O que é ser voluntário num movimento da Igreja?

 Ser voluntário… ah, esta palavra que soa simples, mas que transporta o peso e a leveza do mundo. Ser voluntário é dizer “sim” sem garantias, é oferecer o tempo sem esperar recibo, é amar sem exigir retorno. E quando esse voluntariado acontece no seio de um movimento da Igreja, estamos perante algo ainda maior: um chamamento espiritual, uma missão da alma.

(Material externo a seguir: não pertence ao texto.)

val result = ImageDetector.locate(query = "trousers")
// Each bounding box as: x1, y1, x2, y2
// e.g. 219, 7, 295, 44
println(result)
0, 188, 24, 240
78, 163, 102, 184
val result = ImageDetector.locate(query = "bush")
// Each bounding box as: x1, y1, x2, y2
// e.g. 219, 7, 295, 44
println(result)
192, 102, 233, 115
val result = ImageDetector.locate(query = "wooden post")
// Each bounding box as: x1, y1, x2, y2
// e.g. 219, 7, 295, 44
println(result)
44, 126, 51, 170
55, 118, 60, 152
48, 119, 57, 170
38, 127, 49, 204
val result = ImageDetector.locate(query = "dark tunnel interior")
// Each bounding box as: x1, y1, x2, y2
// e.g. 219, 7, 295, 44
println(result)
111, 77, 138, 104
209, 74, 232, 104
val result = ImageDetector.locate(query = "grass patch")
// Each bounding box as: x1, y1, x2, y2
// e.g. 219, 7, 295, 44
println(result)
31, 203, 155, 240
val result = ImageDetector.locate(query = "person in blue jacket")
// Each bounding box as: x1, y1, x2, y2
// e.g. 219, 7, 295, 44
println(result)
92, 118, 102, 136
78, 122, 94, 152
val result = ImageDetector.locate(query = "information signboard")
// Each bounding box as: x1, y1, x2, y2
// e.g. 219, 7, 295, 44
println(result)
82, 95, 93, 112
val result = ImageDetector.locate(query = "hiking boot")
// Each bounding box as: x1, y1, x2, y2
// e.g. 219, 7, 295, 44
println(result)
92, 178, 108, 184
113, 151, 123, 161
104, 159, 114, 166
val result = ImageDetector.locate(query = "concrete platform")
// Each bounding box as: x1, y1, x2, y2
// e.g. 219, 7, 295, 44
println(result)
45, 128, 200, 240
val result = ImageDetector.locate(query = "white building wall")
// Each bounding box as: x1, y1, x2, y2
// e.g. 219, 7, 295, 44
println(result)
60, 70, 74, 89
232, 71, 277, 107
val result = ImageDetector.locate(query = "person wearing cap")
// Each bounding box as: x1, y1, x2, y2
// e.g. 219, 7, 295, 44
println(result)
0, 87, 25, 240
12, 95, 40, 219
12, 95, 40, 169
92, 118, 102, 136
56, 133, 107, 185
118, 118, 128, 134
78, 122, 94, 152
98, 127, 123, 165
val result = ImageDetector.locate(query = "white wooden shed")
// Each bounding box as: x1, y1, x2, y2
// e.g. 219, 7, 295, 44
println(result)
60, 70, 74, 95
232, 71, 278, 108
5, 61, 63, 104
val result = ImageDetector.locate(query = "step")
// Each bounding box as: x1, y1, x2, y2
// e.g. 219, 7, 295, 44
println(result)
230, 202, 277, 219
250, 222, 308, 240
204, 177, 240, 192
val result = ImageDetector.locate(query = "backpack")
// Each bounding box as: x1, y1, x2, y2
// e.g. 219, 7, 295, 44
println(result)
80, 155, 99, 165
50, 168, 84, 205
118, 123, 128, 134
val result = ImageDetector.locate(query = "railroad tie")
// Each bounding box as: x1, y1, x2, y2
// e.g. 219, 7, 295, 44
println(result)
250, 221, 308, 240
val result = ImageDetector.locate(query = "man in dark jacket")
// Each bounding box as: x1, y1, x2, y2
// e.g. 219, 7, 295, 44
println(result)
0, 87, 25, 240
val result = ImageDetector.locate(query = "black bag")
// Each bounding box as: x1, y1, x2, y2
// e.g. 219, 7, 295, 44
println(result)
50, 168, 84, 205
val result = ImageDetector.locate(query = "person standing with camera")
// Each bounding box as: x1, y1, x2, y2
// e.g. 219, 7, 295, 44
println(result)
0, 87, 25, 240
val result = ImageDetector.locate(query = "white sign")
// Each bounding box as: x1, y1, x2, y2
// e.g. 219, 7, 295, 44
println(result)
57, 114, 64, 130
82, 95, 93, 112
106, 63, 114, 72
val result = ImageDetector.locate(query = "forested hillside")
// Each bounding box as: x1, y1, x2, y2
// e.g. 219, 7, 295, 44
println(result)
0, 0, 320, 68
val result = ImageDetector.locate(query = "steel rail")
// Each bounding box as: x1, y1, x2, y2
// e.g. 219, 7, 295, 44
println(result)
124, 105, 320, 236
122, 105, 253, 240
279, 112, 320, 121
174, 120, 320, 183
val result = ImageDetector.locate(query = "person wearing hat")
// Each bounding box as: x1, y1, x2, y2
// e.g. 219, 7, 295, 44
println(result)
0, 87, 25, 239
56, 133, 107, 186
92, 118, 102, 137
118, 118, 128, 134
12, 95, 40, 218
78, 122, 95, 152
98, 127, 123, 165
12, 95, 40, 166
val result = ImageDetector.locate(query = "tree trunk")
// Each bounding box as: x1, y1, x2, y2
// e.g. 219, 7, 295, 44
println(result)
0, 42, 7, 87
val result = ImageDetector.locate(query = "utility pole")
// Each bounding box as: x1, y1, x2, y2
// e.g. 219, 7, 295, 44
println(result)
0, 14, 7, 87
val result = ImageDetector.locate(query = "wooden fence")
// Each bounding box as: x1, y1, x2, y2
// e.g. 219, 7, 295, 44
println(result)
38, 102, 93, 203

Ser voluntário é olhar com olhos que verdadeiramente vêem — e não apenas observam. Porque ver o outro não é notar a roupa que enverga ou o tom da sua voz. É discernir a alma que grita por dentro, mesmo quando o rosto esboça um sorriso por fora. Ser voluntário é escutar com ouvidos que acolhem — não apenas captam som. É captar o que não foi dito, o que se esconde nas entrelinhas do silêncio, no intervalo entre uma lágrima contida e um “está tudo bem” mal disfarçado.

É necessária coragem. Mas não a coragem ruidosa dos heróis de ficção — é a coragem serena de quem enfrenta a indiferença com afecto, a pressa com paciência, a superficialidade com profundidade. Porque ser voluntário é, em essência, um acto de rebelião: é ir contra a corrente do egoísmo, do imediatismo, do individualismo.

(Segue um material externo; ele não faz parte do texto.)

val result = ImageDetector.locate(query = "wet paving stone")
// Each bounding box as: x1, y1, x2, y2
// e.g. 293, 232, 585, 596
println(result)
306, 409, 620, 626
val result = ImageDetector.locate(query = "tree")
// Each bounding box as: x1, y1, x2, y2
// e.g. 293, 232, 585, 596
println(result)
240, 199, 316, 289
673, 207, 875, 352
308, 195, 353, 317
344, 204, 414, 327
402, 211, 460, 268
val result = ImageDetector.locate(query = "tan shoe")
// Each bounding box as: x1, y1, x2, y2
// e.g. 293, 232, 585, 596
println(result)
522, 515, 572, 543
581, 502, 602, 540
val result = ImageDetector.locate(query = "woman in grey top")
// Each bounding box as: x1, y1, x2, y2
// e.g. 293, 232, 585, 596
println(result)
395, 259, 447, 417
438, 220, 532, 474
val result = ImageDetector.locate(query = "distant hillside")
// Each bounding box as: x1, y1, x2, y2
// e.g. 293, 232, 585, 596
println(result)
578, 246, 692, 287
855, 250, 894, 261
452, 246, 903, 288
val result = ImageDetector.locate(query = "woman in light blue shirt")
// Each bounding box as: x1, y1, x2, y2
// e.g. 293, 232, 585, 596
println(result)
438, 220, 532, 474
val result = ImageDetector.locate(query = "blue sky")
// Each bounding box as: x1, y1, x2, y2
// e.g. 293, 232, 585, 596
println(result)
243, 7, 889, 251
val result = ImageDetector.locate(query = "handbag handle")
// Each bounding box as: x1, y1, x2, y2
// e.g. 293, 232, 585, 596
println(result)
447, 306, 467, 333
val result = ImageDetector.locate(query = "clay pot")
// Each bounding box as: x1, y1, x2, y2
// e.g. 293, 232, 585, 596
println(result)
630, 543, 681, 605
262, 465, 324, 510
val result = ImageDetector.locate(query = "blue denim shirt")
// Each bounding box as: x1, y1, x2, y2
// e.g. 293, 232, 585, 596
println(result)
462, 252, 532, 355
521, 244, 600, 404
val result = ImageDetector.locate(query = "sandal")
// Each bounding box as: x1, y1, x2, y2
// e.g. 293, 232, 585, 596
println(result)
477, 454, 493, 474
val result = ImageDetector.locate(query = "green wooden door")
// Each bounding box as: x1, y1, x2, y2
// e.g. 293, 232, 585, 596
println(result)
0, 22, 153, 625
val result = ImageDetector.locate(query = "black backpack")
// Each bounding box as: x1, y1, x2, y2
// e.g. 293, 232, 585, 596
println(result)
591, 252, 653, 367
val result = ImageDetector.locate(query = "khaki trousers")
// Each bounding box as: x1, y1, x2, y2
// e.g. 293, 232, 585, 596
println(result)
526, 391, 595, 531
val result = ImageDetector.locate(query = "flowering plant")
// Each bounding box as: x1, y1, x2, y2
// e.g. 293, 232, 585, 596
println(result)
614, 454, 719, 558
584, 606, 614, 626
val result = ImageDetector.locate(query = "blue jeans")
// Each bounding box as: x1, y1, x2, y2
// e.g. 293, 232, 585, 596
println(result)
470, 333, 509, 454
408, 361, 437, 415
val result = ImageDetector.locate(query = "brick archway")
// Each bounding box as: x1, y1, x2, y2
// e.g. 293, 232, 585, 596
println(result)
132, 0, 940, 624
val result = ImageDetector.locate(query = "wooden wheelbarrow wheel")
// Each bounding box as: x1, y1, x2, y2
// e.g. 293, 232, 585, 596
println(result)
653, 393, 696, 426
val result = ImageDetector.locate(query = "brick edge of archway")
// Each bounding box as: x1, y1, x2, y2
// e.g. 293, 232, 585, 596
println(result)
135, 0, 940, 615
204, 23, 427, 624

No contexto de um movimento eclesial, ser voluntário é tornar-se instrumento do amor de Deus. É compreender que não se está ali para “ajudar os pobrezinhos”, mas para caminhar com irmãos. É entender que ninguém é superior a ninguém, e que o voluntariado não é caridade no sentido assistencialista — é comunhão, partilha, humanidade. A verdadeira caridade cristã é radical, porque exige o reconhecimento do outro como igual. Não há pedestal. Há chão comum.

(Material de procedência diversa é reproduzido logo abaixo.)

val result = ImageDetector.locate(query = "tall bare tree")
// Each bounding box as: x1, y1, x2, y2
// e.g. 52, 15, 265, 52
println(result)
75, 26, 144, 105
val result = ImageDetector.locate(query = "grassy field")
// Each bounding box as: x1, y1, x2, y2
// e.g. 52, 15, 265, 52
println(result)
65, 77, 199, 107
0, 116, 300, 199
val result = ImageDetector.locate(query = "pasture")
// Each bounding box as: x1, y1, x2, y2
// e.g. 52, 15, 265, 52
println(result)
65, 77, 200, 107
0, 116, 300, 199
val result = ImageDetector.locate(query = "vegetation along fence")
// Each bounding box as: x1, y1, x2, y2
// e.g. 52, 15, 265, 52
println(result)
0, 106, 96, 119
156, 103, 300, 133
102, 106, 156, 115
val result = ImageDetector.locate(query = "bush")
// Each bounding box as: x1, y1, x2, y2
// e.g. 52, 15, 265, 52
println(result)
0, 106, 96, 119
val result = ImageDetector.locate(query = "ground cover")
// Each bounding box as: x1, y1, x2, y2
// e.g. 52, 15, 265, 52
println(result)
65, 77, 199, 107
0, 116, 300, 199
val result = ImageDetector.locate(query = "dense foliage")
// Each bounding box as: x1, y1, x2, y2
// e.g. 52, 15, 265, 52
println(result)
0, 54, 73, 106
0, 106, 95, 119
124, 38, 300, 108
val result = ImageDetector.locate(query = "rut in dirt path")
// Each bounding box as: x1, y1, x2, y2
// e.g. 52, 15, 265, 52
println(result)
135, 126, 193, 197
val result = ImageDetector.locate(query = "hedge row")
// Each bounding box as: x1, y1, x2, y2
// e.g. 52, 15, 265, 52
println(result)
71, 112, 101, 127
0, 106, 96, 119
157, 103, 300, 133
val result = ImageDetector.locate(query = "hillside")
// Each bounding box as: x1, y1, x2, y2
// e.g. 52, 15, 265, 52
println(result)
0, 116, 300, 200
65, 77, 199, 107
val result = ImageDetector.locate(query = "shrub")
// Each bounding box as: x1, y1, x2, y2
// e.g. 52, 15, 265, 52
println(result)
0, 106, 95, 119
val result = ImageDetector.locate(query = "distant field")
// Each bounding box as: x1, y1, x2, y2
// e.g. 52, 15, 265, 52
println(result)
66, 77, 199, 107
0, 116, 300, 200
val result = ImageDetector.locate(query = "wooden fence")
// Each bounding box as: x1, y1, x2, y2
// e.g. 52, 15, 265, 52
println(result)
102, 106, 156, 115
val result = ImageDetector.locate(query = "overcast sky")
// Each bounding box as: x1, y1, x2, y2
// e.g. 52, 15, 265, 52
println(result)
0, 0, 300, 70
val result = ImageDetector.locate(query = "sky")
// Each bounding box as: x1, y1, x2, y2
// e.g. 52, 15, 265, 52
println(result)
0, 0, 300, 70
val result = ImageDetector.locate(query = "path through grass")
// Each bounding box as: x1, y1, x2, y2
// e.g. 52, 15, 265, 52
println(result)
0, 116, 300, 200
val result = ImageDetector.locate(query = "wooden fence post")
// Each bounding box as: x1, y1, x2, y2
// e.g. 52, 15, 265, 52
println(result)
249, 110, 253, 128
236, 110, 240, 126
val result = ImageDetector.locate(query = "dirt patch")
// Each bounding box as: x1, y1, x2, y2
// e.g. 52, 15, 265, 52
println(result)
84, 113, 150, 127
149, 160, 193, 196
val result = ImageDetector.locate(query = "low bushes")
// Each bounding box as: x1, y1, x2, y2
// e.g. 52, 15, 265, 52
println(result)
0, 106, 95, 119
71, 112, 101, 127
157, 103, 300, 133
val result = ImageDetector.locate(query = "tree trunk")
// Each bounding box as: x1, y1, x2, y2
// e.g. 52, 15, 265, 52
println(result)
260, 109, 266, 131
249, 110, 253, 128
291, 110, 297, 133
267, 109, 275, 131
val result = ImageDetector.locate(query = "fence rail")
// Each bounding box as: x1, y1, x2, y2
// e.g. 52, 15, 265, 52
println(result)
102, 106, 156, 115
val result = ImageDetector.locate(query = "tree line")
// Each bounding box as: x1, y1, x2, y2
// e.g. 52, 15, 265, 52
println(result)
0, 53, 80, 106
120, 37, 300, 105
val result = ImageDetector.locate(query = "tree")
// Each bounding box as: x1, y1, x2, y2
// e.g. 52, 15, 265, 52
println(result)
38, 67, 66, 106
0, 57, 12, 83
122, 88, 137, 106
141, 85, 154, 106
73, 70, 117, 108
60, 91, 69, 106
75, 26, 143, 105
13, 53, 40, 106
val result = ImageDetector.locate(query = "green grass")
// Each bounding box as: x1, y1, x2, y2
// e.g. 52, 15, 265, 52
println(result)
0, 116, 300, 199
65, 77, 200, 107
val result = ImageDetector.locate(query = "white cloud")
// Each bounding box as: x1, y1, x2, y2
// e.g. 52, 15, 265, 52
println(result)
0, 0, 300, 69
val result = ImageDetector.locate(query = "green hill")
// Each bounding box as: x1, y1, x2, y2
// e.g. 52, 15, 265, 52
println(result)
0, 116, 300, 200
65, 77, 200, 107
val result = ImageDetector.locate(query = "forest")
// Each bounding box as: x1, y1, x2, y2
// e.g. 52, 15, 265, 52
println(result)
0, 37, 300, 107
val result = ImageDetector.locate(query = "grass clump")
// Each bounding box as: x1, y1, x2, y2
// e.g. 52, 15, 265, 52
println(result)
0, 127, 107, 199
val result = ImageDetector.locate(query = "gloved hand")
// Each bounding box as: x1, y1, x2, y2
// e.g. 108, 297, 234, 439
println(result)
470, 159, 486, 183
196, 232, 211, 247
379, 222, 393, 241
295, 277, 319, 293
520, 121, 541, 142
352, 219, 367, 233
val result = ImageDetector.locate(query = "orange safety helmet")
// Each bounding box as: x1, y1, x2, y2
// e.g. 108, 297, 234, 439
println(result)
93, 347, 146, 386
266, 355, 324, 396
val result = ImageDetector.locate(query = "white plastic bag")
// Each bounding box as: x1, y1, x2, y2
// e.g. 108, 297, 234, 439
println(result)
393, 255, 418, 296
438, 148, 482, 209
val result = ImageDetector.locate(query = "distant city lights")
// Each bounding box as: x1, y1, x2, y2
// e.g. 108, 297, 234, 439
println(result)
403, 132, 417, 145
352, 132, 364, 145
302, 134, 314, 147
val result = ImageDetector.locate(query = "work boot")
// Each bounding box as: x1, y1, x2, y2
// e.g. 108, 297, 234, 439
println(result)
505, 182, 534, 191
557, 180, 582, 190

O bom voluntário é alguém que:

Sabe escutar mais do que falar (ainda que, por vezes, tenha algo belo a dizer);

Possui empatia, mas também sabe impor limites: ajuda sem se anular;

Cultiva a paciência, mas não se resigna: sabe esperar, mas age quando necessário;

Compreende sem condescender: olha nos olhos e diz a verdade com ternura;

Não julga nem prega — acolhe, orienta e acompanha.

E, acima de tudo, o bom voluntário possui uma competência que não consta em nenhum currículo, mas que brilha na alma: o dom da presença verdadeira. Num mundo hiperconectado, mas emocionalmente deserto, ser voluntário é ser presença que toca, que olha, que diz: “Tu importas. Eu estou aqui.”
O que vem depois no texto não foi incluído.